Carlisle'ın diğer kolumdaki iğneyi de çıkardığını hissettim. İlacın kesilmesiyle beraber kafamda her şey daha net hale gelmeye başladı. Yavaş yavaş vücudumun kontrolünü geri kazanıyordum. Ağrılar geçmişti ama çok yorgundum. Bir süre bekledim. Korkarak birkaç derin nefes aldıktan sonra yavaşça gözlerimi açtım. İlk gördüğüm onun gözleri oldu. Endişeliydi ve ağlamıştı. İlk tepkim gülümsemek oldu.
Artık kontrol edebildiğim kolumu kaldırıp parmaklarımla Jacob'un gözyaşlarına dokundum. "Merhaba Jake." Bütün özlemim sesime yansımıştı. Ama gözlerimi açışım onda beklediğimden farklı bir etki yaratmıştı. Elimi tutup avucumdan öptü. Şaşkınlıktan kendini ancak toparladı. "N-Nessie? Canın yanmıyor değil mi?" "Hayır. Artık iyiyim sevgilim, merak etme." "Gözlerin, nasıl olur? Carlisle?" Jacob birden doğrularak Carlisle'ın kendi yerine geçmesine izin verdi. Şaşırmıştım. Annem ve diğerleri de yatağımın öbür ucuna dizilmişler bana daha yakından bakmaya çalışıyorlardı. "Neler oluyor? Ne var gözlerimde?" Dedim merakla. "Renkleri mora dönmüş Reneesme, tedaviden, kurt kanından veya zehirden dolayı olmuş olabilir."
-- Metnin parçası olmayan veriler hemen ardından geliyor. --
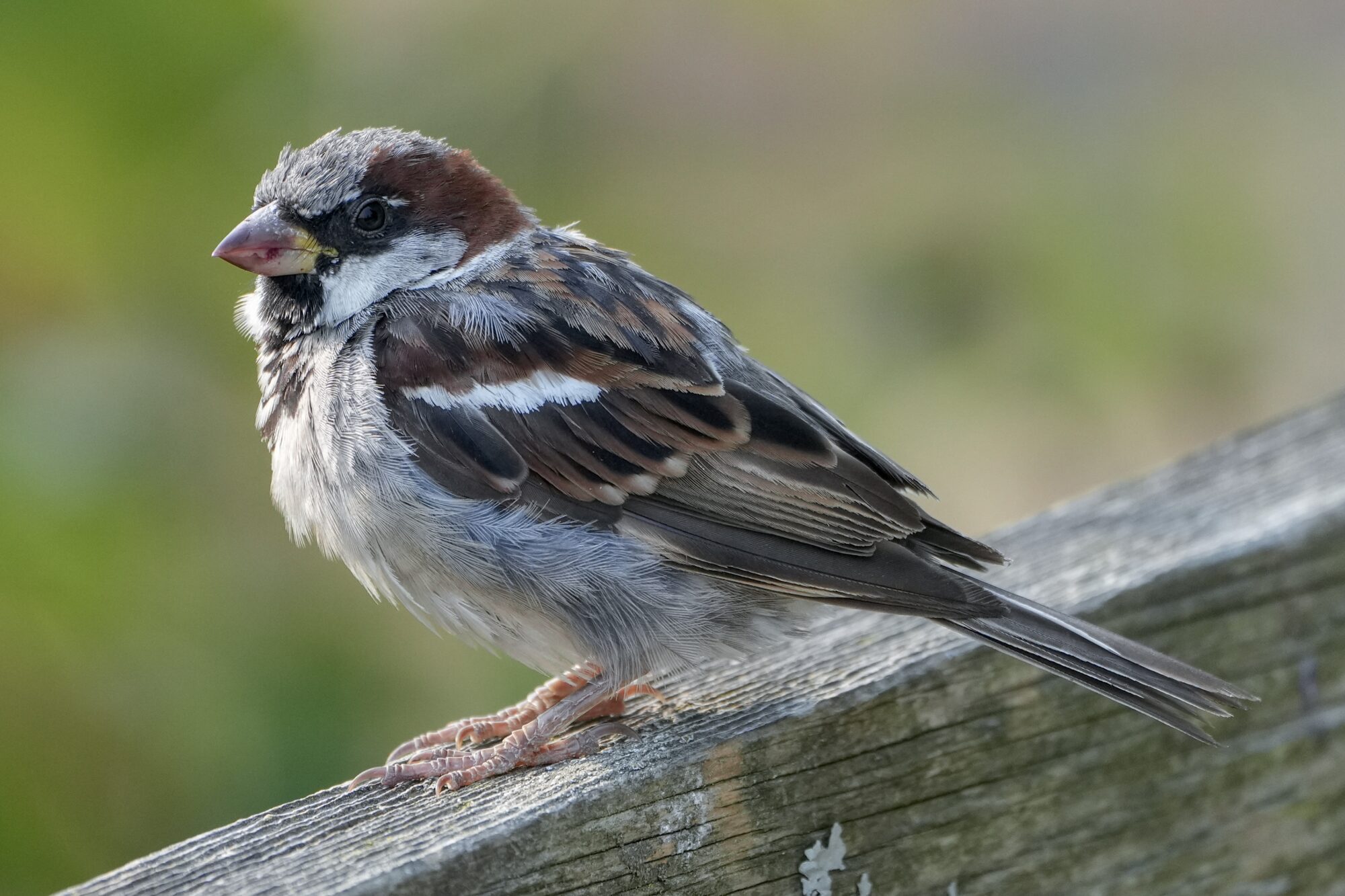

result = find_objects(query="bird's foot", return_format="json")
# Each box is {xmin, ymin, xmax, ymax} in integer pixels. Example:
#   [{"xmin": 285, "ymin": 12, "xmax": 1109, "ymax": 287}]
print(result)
[
  {"xmin": 350, "ymin": 663, "xmax": 663, "ymax": 792},
  {"xmin": 350, "ymin": 723, "xmax": 635, "ymax": 794}
]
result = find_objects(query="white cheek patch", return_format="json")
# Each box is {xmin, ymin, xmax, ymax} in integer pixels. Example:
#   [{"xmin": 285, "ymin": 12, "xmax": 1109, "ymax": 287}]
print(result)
[
  {"xmin": 402, "ymin": 370, "xmax": 603, "ymax": 414},
  {"xmin": 316, "ymin": 231, "xmax": 467, "ymax": 325}
]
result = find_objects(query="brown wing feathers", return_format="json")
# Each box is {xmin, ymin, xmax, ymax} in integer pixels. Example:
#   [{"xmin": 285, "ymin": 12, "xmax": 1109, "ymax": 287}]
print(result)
[{"xmin": 374, "ymin": 231, "xmax": 999, "ymax": 618}]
Carlisle daha da yaklaşıp ışıkla gözlerimi kontrol etti. "Geçici olduğunu düşünüyorum, vücudunda son bir ayda çok fazla değişim oldu. Bir çeşit tepki sanıyorum." "İnsan kanı içince bizim gözlerimiz kırmızıya dönüyor, veya susadığımızda siyaha. Bu yüzden endişelenme tatlım, eminim düzelecektir." Annem her zamanki gibi beni yatıştırmıştı. Sıkıca elimi tutmuştu. Hala bir anda tekrar komaya girecekmişim gibi endişeyle bakıyordu bana. Onu ne çok korkuttuğumu anladım.
Oops! Bu görüntü içerik kurallarımıza uymuyor. Yayımlamaya devam etmek için görüntüyü kaldırmayı ya da başka bir görüntü yüklemeyi deneyin.
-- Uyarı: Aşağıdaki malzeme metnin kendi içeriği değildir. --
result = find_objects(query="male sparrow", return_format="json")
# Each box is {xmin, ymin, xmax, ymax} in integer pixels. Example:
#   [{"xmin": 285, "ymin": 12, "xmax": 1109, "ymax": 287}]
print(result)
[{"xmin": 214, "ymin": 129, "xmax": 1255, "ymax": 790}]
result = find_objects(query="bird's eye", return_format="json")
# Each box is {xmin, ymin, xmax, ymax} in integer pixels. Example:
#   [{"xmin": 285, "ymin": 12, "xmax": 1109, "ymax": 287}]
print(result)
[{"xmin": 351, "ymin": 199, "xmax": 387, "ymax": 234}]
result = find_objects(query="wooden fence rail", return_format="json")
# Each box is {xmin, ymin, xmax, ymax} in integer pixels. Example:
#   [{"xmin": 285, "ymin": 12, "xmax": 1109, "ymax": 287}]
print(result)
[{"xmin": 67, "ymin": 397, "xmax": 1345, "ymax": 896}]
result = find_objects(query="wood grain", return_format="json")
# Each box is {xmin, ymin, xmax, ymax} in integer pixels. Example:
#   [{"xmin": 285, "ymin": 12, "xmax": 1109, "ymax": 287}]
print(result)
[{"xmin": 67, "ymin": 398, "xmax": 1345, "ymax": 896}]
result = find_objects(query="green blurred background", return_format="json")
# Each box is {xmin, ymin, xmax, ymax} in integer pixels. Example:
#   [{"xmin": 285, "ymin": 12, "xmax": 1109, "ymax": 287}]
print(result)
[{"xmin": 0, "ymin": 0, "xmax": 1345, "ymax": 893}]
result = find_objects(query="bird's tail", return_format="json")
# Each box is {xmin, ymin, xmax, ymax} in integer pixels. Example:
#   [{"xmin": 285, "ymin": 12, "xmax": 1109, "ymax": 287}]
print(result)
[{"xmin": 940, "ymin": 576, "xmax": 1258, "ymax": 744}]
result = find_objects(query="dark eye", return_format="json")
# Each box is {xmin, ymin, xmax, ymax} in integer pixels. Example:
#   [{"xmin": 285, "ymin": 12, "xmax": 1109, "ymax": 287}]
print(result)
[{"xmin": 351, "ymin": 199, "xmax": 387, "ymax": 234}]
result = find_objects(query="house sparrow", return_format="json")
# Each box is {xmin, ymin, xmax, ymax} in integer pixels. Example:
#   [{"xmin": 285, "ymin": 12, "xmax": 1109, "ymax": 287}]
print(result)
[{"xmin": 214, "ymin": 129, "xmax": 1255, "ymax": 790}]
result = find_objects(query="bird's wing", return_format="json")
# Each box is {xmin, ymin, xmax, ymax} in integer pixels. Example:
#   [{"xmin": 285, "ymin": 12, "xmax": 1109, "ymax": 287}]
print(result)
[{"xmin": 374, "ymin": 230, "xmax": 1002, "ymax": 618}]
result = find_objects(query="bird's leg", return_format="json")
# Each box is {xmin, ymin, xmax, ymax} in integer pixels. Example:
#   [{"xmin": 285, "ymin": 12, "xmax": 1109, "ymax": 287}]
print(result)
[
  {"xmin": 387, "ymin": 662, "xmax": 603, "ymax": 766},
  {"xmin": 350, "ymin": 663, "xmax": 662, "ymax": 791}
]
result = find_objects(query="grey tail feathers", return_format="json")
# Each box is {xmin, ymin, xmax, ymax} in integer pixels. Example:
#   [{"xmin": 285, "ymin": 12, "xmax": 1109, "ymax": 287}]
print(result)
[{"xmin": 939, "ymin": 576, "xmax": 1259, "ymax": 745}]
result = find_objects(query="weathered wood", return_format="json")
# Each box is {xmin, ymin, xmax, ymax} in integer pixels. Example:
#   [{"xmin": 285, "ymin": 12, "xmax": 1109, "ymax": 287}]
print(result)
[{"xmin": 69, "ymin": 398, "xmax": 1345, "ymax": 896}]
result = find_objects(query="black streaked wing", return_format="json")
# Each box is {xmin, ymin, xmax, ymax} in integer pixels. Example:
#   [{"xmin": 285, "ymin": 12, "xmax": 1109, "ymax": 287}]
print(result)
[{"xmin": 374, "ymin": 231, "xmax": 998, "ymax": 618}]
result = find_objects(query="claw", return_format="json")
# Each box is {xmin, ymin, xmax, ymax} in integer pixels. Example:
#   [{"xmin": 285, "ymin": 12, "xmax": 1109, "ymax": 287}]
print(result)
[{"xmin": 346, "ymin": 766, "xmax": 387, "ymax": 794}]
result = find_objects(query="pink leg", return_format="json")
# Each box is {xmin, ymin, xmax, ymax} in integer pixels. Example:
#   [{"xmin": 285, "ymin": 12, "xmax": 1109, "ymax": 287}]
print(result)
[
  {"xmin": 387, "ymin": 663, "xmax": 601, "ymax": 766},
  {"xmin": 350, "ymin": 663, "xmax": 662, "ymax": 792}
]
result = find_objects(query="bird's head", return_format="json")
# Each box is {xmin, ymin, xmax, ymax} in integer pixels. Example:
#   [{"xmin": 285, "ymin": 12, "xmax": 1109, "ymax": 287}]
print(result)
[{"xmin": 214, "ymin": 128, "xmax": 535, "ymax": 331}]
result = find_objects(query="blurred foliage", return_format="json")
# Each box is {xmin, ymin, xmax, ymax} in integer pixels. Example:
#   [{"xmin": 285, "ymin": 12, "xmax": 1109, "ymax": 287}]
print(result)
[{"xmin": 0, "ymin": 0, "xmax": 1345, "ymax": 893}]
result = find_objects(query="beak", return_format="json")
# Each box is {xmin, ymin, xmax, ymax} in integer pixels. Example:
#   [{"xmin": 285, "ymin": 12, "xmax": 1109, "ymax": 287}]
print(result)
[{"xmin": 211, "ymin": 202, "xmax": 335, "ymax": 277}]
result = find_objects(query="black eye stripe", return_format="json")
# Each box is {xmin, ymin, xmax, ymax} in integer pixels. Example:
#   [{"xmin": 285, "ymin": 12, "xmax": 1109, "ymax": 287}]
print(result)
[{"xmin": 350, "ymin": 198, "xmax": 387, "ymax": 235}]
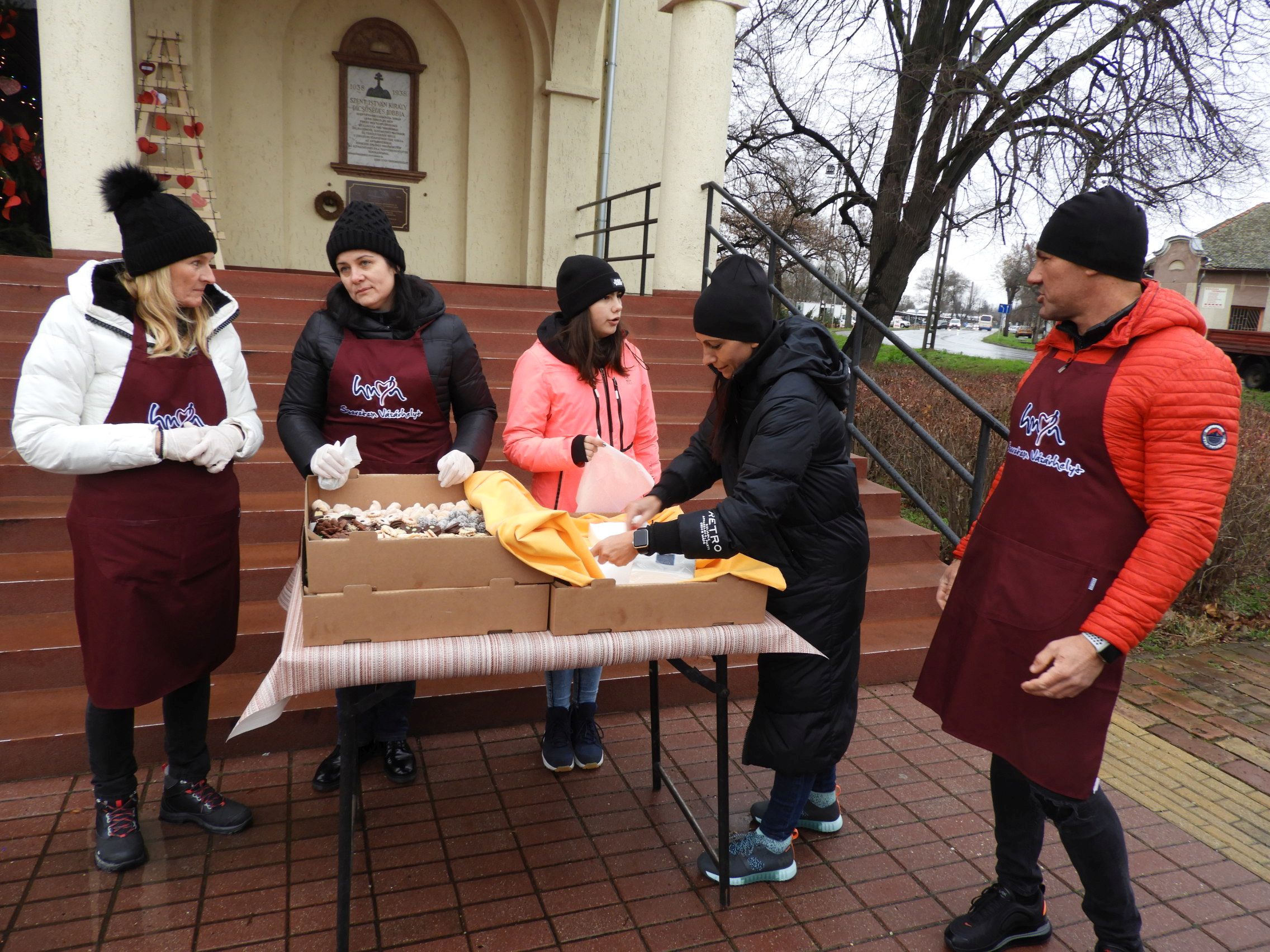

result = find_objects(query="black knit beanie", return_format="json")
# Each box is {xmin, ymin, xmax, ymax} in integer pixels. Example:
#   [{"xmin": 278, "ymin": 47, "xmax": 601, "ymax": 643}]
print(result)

(Biraz komik oldu böyle yapınca ama gözünüzde canlansın istedim 😂 )
"Evet, şuan önemli olan senin aramıza dönmüş olman." Alice bir yandan telefonla babamı görüntülü aramış, beni gösteriyordu. "Reneesme, seni o kadar çok özledim ki, uyandığında yanında olamadığım için üzgünüm. Yarın geldiğimde her şeyi anlatacağım. Şimdi kapatmam gerekiyor uçağa biniyoruz." Gülümseyen babama el sallayarak öpücük yolladım. "Beni merak etme baba, bekliyorum gelmeni!"
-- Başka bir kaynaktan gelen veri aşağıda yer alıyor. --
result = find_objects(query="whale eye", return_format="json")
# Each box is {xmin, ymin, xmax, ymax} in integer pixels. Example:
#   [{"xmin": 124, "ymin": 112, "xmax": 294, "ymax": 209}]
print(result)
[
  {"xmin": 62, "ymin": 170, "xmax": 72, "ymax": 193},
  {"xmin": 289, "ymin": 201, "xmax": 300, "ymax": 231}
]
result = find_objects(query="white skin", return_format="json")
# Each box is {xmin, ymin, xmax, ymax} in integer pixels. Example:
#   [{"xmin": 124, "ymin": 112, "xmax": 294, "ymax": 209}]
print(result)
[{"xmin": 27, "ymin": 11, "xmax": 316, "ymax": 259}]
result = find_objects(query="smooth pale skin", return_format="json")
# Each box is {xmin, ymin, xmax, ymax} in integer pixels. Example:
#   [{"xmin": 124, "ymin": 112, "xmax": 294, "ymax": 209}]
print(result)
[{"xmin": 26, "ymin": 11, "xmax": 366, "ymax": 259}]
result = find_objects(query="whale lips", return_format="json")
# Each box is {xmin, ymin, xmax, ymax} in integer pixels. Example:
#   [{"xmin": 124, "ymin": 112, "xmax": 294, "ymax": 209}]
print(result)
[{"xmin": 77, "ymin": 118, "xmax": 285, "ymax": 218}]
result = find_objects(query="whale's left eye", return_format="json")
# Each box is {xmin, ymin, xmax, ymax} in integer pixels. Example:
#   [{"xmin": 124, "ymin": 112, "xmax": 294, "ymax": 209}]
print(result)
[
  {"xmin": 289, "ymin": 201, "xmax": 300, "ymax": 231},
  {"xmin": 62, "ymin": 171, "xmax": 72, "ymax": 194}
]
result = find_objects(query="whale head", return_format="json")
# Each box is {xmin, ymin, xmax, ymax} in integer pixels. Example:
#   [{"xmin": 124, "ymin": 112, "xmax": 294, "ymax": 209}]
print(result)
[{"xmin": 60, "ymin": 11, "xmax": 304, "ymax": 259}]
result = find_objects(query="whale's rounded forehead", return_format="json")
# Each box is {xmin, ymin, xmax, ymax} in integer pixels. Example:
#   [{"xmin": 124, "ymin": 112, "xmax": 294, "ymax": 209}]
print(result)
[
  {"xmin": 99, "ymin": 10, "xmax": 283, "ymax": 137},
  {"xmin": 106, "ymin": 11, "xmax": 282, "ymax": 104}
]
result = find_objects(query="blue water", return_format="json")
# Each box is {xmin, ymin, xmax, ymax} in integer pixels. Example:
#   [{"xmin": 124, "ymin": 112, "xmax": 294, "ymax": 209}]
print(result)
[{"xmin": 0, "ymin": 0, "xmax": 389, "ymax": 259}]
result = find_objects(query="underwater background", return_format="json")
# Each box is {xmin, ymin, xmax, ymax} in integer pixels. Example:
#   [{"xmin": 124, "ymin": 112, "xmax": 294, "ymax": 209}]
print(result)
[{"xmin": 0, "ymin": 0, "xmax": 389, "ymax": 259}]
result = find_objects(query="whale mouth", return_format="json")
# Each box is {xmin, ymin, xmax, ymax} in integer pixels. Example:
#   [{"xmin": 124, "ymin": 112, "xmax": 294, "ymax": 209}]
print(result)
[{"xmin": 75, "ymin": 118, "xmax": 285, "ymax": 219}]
"Sanırım biraz daha dinlenmeye ihtiyacın var, onu yalnız bıraksak iyi olur çocuklar." Esme her zaman önce karşısındakini düşünüyordu. "Teşekkür ederim Esme, hepinizi çok seviyorum, sizi korkuttuğum için özür dilerim." Sesim çatlamıştı hemen. "Hey sakın öyle söyleme, senin suçun yok tatlım." Rosalie eğilip alnıma bir öpücük kondurdu. "Tanıdığım herkesten daha güçlüsün Ness." Emmet göz kırptı ve Rose ile beraber odadan çıktılar. Alice ve Jasper'da kolumu hafifçe sıkarak gülümsedikten sonra Esme ile beraber dışarı çıktılar.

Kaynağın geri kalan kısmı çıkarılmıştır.